Migrating MySQL to YugabyteDB Using pgloader

Eric Pratt

We understand that database migrations can be painful. We have helped users successfully migrate from MySQL to YugabyteDB, a PostgreSQL-compatible distributed SQL database. A very popular tool to accomplish this task is pgloader. In this post, we will cover how to migrate both your MySQL schema as well as data to YugabyteDB.

Prerequisites

Before starting the migration there are a few prerequisites you’ll need to address.

You’ll need access to the MySQL database from which you wish to migrate the schema and data.

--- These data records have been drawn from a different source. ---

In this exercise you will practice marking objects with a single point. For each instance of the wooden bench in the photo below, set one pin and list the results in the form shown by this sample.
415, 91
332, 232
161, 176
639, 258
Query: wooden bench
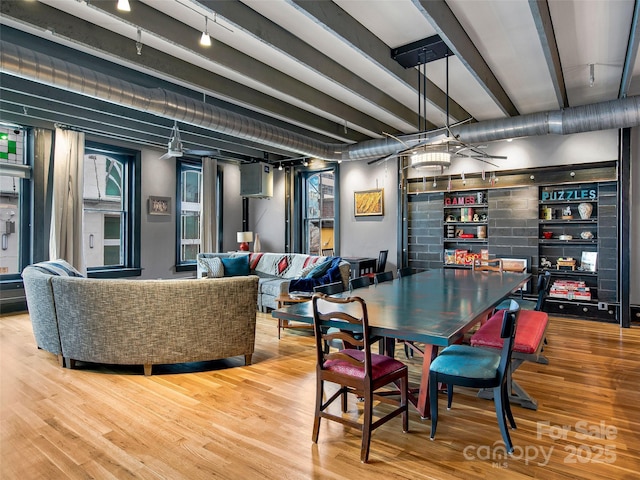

Additionally, you’ll need to have ysqlsh command line connectivity to a running YugabyteDB cluster that you are going to migrate into.

Create a database on the YugabyteDB cluster that you will migrate into from the source cluster. This database needs to match the database name from MySQL. There would not be any tables or data behind the database but pgloader requires the database to exist on the target cluster. You can create the database by following these steps:

# Use ysqlsh to connect to any node of the YugabyteDB cluster
ysqlsh --host=<ip>
 
# Create the database
create database <name>;

Preparing to Migrate

You would also ideally need a separate migration machine to install and run pgloader. That way you’re not stealing resources from your target or source servers. To install pgloader on this machine, do the following:

1. Install docker. Since we were installing docker on a CentOS machine, we followed these instructions.
2. After installation, start docker by running sudo systemctl start docker.
3. Verify docker was successfully installed by running sudo docker run hello-world upon which you should get the output shown below.

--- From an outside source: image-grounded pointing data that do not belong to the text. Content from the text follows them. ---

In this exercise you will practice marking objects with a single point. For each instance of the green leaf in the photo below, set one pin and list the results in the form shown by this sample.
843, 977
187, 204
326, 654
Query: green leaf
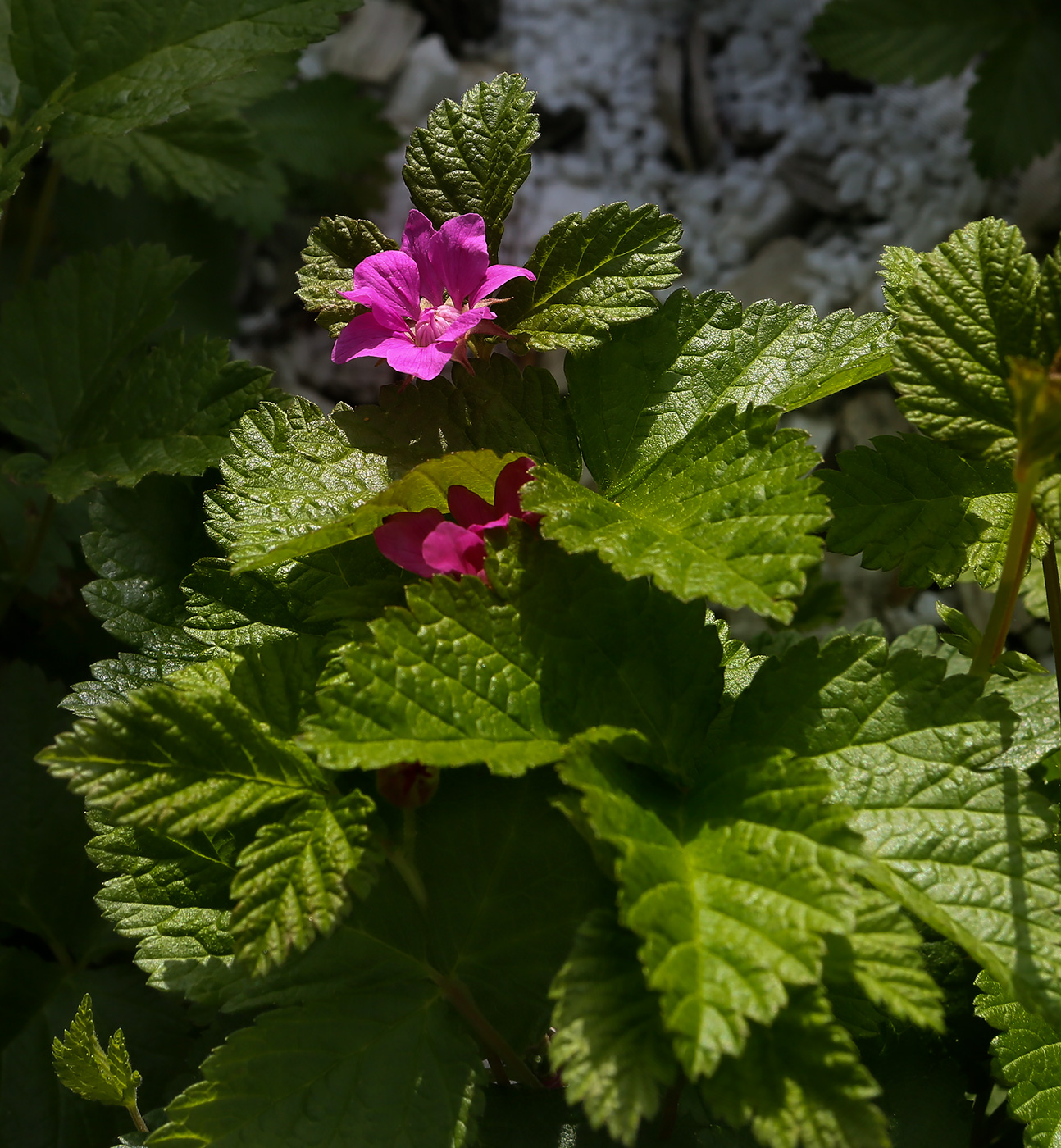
171, 897
571, 645
135, 66
66, 339
204, 152
636, 395
1027, 1059
593, 275
84, 1068
726, 513
968, 307
1014, 103
800, 1082
143, 544
386, 1069
292, 880
297, 485
473, 157
333, 250
46, 884
914, 505
610, 1045
892, 40
881, 958
170, 415
495, 407
180, 760
731, 915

$ sudo docker run hello-world   
Hello from Docker!
 
This message shows that your installation appears to be working correctly.
 
To generate this message, Docker took the following steps:
 1. The Docker client contacted the Docker daemon.
 2. The Docker daemon pulled the "hello-world" image from the Docker Hub.
    (amd64)
 3. The Docker daemon created a new container from that image which runs the
    executable that produces the output you are currently reading.
 4. The Docker daemon streamed that output to the Docker client, which sent it
    to your terminal.
 
To try something more ambitious, you can run an Ubuntu container with:
 $ docker run -it ubuntu bash
 
Share images, automate workflows, and more with a free Docker ID:
 https://hub.docker.com/
 
For more examples and ideas, visit:
 https://docs.docker.com/get-started/

Verify Connectivity to Source MySQL DB

Next, ensure that the migration machine is able to connect to the MySQL server, because pgloader will need to communicate with MySQL over port 3306. Also make sure that the username/password used by pgloader and the IP address from which pgloader is connecting has permissions to connect to the MySQL source database.

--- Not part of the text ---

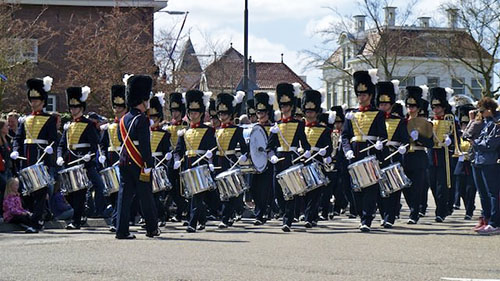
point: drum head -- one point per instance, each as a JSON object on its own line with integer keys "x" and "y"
{"x": 257, "y": 145}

1. To verify network connectivity you can use telnet <MySQL_ip> 3306.
2. To grant the pgloader ip the permissions to access the database you can run the following command.

>GRANT ALL PRIVILEGES ON *.* TO 'root'@'<pgloader_instance_ip>' WITH GRANT OPTION;
    
flush PRIVILEGES;

3. To add a password for the ip/user combination, use the following command:

SET PASSWORD FOR 'root'@'<pgloader_instance_ip>' =
PASSWORD('<password>');

If you see a “failed to connect” message like this  after doing the above steps check the access with your MySQL DBA:

2021-04-22T17:33:33.232901Z ERROR #1=mysql: Failed to connect to #1# at "172.161.20.87" (port 3306) as user "root": MySQL Error [1045]:
"Access denied for user
'root'@'ip-172-161-27-195.us-east-2.compute.internal' (using password: YES)"
    
2021-04-22T17:33:33.232990Z LOG report summary reset
       table name     errors       rows      bytes      total time
-----------------  ---------  ---------  ---------  --------------
  fetch meta data          0          0                     0.000s
-----------------  ---------  ---------  ---------  --------------
-----------------  ---------  ---------  ---------  --------------

Verify Connectivity to Target YugabyteDB Cluster

The final check is to make sure the pgloader instance is able to reach the YugabyeDB cluster. For this we’ll need to check to make sure the pgloader instance is able to communicate with one of the YugabyteDB nodes across port 5433.

1. To verify connectivity run telnet <YugabyteDB_node_ip> 5433.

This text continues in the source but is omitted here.